By the turn of the nineteenth century, Ludwig van Beethoven (1770 – 1827) had moved to Vienna and established himself as a musical force both in performing and composing. While still relying on patronage from several members of the nobility, Beethoven was earning substantial profits from his compositions and self-conducted concerts of his new works in which he also was often piano soloist.
This period was not as positive as he would have liked however. He was plagued increasingly by deafness and became aware that his days as a performer were coming to an end. He moved to a suburb of Vienna, Heiligenstadt, in 1802 and there wrote the famous Heiligenstadt Testament, describing his overwhelming despondency saying, “For me, there can be no recreation in the society of my fellows, refined intercourse, mutual exchange of thought…I must live like an exile.” The quickly approaching deafness drove him to compose some of his greatest works, including the two we will play for you.
Not a bit of anguish can be heard in the Symphony No. 2. The work is joyous and teems with youthful gaiety.

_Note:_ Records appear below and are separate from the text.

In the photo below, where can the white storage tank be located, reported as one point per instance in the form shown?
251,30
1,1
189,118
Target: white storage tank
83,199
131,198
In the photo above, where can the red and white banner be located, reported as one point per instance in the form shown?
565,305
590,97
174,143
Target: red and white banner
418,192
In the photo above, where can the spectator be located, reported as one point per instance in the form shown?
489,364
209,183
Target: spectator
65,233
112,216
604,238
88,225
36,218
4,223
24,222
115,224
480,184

It was premiered in April of 1803 in a concert in Vienna that also included the Piano Concerto No. 3 and the oratorio Christ on the Mount of Olives. The symphony’s reception was mixed, but critics immediately saw the direction Beethoven wanted his music to take and later heard its influence in the Symphony No. 3 (Eroica) and the Symphony No. 6 (Pastoral).
The Concerto for Piano, Violin and Cello in C major, Op.56 has had perhaps the most checkered career of any of Beethoven’s orchestral works. Performances are limited by the need for three first-class artists that can perform the intimate, chamber music-like portions of the piece as well as the soloistic sections with full orchestra. It was premiered in 1807, but had no further performances during Beethoven’s lifetime. However, it had a profound influence on future works. Many critics feel that his Violin Concerto and the Fourth and Fifth Piano Concertos could not have been written without the Triple Concerto having preceded them. Designed in the concerto-grosso style of Bach with long solo sections for each instrument and the trio, as well as places where the orchestra leads and accompanies, the Triple Concerto is a remarkable and demanding work. We are extremely fortunate to have outstanding musicians play regularly with our orchestra. Our soloists today are our concertmaster, Robin Petzold; principal cellist Stefan Kartman; and frequent soloist, pianist Jeannie Yu.
Two wonderful and not often performed masterpieces by Beethoven—the season is definitely off and running.